Les entreprises françaises affinent leur stratégie d’implantation en Asie

Les entreprises françaises affinent leur stratégie d’implantation en Asie
Stratégies françaises en Asie

Portée par une forte croissance démographique et économique, l’Asie continue d’attirer les entreprises françaises en quête de nouveaux relais de développement. Les témoignages réunis autour de Bpifrance soulignent toutefois que l’accès à ces marchés impose des stratégies différenciées selon les pays, en particulier en Chine et au Japon.

Points forts

  • Les entreprises françaises privilégient une implantation progressive en Asie, ciblant d'abord des marchés périphériques comme le Japon et la Corée avant la Chine.
  • La présence sur les réseaux sociaux comme WeChat et l'investissement précoce dans le numérique sont jugés essentiels pour accéder au marché chinois, notamment dans les cosmétiques via le e-commerce.
  • Des secteurs comme l'e-santé au Japon sont identifiés comme porteurs, soutenus par une population de seniors importante et un fort attrait pour la technologie française.

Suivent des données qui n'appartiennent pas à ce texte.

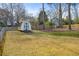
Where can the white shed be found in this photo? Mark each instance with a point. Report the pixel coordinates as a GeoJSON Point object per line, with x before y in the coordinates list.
{"type": "Point", "coordinates": [25, 26]}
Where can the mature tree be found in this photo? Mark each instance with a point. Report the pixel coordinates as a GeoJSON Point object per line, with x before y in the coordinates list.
{"type": "Point", "coordinates": [69, 15]}
{"type": "Point", "coordinates": [60, 16]}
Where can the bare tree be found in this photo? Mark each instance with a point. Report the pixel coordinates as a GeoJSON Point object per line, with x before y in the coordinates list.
{"type": "Point", "coordinates": [69, 15]}
{"type": "Point", "coordinates": [60, 16]}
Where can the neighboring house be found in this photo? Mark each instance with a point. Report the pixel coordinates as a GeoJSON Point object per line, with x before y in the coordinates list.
{"type": "Point", "coordinates": [55, 22]}
{"type": "Point", "coordinates": [42, 17]}
{"type": "Point", "coordinates": [5, 16]}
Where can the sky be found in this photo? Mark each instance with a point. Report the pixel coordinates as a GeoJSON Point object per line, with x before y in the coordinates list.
{"type": "Point", "coordinates": [34, 8]}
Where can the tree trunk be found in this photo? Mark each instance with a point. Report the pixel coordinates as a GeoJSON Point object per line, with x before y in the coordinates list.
{"type": "Point", "coordinates": [43, 16]}
{"type": "Point", "coordinates": [60, 16]}
{"type": "Point", "coordinates": [69, 15]}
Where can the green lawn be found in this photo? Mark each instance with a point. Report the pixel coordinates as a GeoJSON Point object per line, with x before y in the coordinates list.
{"type": "Point", "coordinates": [41, 43]}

Stratégies d’entrée adaptées aux marchés asiatiques

Comme l’a indiqué Bpifrance, les entrepreneurs réunis lors d’un atelier consacré à l’Asie mettent en avant la nécessité d’adapter finement leur approche à chaque marché. Alain Renck, directeur chargé de mission Export chez Bpifrance, rappelle que le continent représente déjà 50 % de la population mondiale et pourrait en concentrer 60 % dans vingt ans, tandis que des pays comme le Vietnam affichent une forte croissance.

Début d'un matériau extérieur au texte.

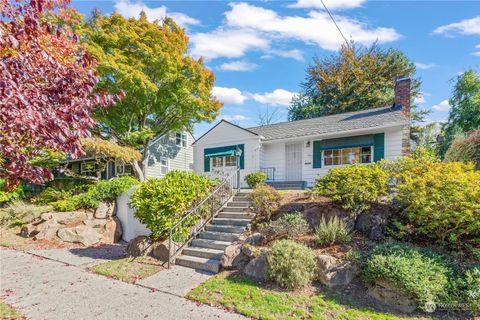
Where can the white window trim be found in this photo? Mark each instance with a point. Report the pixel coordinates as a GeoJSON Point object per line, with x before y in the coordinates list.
{"type": "Point", "coordinates": [345, 165]}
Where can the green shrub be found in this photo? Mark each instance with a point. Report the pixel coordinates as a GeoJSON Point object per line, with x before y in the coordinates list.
{"type": "Point", "coordinates": [291, 265]}
{"type": "Point", "coordinates": [333, 231]}
{"type": "Point", "coordinates": [264, 200]}
{"type": "Point", "coordinates": [288, 226]}
{"type": "Point", "coordinates": [161, 203]}
{"type": "Point", "coordinates": [255, 178]}
{"type": "Point", "coordinates": [443, 201]}
{"type": "Point", "coordinates": [355, 186]}
{"type": "Point", "coordinates": [418, 273]}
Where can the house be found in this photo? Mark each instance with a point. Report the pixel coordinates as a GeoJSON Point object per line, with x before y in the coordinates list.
{"type": "Point", "coordinates": [293, 154]}
{"type": "Point", "coordinates": [165, 153]}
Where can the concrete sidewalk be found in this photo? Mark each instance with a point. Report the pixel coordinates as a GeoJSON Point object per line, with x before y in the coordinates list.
{"type": "Point", "coordinates": [47, 289]}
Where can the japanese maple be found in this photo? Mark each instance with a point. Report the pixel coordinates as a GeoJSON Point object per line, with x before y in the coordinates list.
{"type": "Point", "coordinates": [47, 85]}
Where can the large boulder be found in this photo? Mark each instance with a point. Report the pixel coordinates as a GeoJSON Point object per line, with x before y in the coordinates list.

Plusieurs dirigeants expliquent privilégier une implantation progressive plutôt qu’une entrée directe en Chine. Rachel Chicheportiche, présidente de Jérôme Dreyfuss, dit avoir d’abord ciblé des marchés périphériques comme le Japon et la Corée, jugés particulièrement réceptifs aux marques françaises. Anne Delleur, CEO d’Arcancil, souligne de son côté que les attentes des consommatrices varient fortement d’un pays à l’autre, ce qui impose une veille locale continue.

La Chine est décrite comme un marché à part, où l’adaptation locale devient déterminante. Alexandre Sauvage, PDG de Leosphere, affirme que son groupe a choisi de nommer un manager chinois, tout en estimant qu’une entreprise chinoise restera souvent avantagée sur son marché domestique. Quentin Duriez, d’Altios International, juge pour sa part que la co-innovation avec des entreprises chinoises constitue une réponse plus pertinente face aux risques de copie.

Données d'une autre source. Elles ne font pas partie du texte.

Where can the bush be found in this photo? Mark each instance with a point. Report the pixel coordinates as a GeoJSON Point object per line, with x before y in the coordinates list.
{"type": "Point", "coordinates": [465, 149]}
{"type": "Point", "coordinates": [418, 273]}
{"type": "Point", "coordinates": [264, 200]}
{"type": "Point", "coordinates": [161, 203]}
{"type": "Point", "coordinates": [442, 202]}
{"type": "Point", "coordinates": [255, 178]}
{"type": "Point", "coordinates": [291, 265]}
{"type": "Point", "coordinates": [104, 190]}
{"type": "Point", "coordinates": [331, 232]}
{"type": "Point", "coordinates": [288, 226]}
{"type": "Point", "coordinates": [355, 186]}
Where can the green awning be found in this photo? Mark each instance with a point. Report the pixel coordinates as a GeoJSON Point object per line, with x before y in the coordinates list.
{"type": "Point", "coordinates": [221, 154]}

Réseaux sociaux, réglementation et potentiel sectoriel

La présence sur les plateformes numériques chinoises apparaît comme un passage obligé pour les sociétés souhaitant s’y développer. Quentin Duriez cite WeChat comme un outil central, à la fois messagerie, plateforme de commerce en ligne et moyen de paiement, tandis que Rachel Chicheportiche recommande d’investir les réseaux sociaux très en amont d’une implantation.

Dans les cosmétiques, Anne Delleur estime que le e-commerce peut aussi offrir une voie d’accès plus souple au marché chinois. Elle souligne que le retail traditionnel se heurte à des contraintes réglementaires mouvantes, notamment des listes noires de produits, qui ne s’appliquent pas de la même manière au commerce en ligne.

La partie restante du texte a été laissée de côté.